These events occurred after the Phillies won the World Series in 2008. The city took it in stride. There was no public outcry, no crackdown on Phillies fans, no call to prohibit future baseball games. Riding the wave of euphoria, the public largely accepted these crimes as collateral damage. After all, the Series was good for the sports franchise, good for city tourism, and good for city pride.

On March 20th of this year, a similar event took place. Thousands of teenagers converged on South Street in a flash mob. Several injuries and incidents of vandalism occurred. The city’s reaction, however, was very different. The local media published images and video of unruly and destructive African American youth. Officials painted a picture of an epidemic of Black teenagers terrorizing the innocent people of the city. The violence that occurred provided a pretense for perpetuating a longstanding racial stereotype of the threat of out-of-control Black youth.

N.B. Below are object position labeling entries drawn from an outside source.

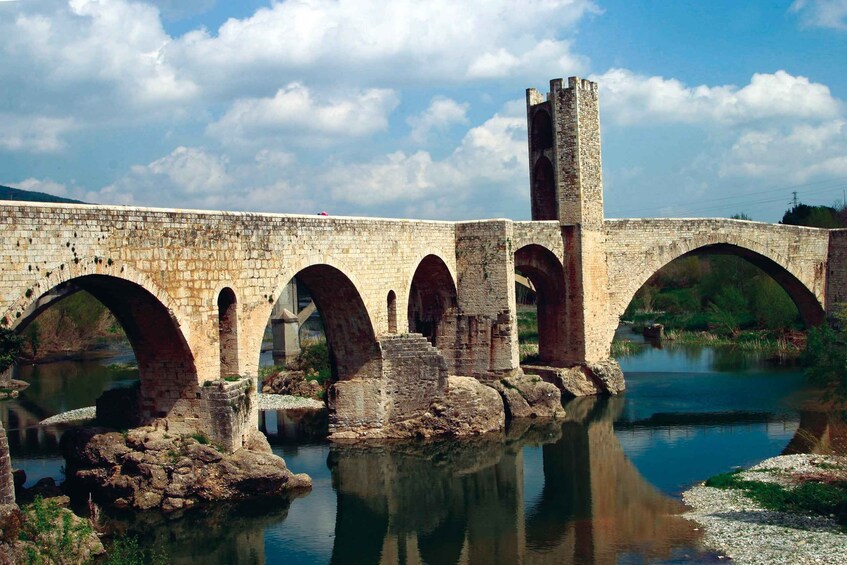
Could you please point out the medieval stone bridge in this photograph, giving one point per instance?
(194, 290)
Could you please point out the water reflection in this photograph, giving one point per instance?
(598, 487)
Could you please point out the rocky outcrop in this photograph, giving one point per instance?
(149, 468)
(527, 396)
(585, 379)
(292, 383)
(466, 408)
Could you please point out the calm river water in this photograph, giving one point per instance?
(601, 487)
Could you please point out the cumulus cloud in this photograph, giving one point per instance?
(294, 110)
(490, 161)
(113, 50)
(41, 185)
(629, 98)
(37, 134)
(821, 13)
(795, 154)
(442, 113)
(194, 177)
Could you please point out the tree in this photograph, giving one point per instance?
(10, 347)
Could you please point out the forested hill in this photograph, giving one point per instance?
(9, 193)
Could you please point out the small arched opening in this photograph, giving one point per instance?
(432, 300)
(392, 311)
(542, 131)
(228, 332)
(544, 205)
(545, 273)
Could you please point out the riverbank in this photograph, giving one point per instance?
(744, 529)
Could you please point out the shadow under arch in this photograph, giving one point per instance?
(349, 332)
(810, 309)
(547, 275)
(432, 300)
(166, 364)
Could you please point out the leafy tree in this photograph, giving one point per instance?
(10, 348)
(826, 353)
(812, 216)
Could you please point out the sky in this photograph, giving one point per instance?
(416, 109)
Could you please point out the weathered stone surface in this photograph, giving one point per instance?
(466, 408)
(120, 408)
(585, 379)
(149, 468)
(609, 374)
(528, 396)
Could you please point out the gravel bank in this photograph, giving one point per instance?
(266, 402)
(738, 527)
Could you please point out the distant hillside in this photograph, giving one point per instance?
(9, 193)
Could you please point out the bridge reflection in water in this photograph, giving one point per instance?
(555, 492)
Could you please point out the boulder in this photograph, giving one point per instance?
(149, 468)
(527, 396)
(585, 379)
(466, 408)
(120, 408)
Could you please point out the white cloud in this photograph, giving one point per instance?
(41, 185)
(490, 162)
(821, 13)
(187, 177)
(37, 134)
(628, 98)
(294, 110)
(404, 39)
(441, 114)
(94, 45)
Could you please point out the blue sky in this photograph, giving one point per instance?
(416, 109)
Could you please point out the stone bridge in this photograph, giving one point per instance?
(404, 303)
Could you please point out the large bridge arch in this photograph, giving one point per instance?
(166, 363)
(546, 272)
(626, 280)
(345, 315)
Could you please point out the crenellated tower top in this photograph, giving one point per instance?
(566, 177)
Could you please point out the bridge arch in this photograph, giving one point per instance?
(771, 263)
(544, 205)
(346, 319)
(227, 304)
(433, 300)
(166, 363)
(547, 274)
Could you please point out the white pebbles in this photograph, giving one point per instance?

Calls to action have been overwhelmingly repressive. Nearly every commentator has agreed that teenagers need more discipline and the threat of stiffer punishments. Sadly, these reactions reflect the broader culture of security that currently exists in the U.S., where the solutions are always to impose more restrictions and controls over what people can do, to make punishments harsher, and to paint entire racial groups as potential threats to “our” safety.

All of this ensures that business can continue as usual. And quite literally: one week later, Mayor Nutter made a big show out of strolling down South Street, demonstrating that it was safe to patronize the businesses there. A tattoo artist was quoted in the Inquirer as saying, “We wouldn’t have minded a flash mob at all... if they were all 18 years old and had money in their pocket.” The deeper source of anger over the flash mob, it seems, was the fact that it disrupted the revenue that suffering South Street business owners were hoping for on the first warm Saturday evening of the year. It is a joke to imagine that city officials and media outlets actually cared about those who were hurt.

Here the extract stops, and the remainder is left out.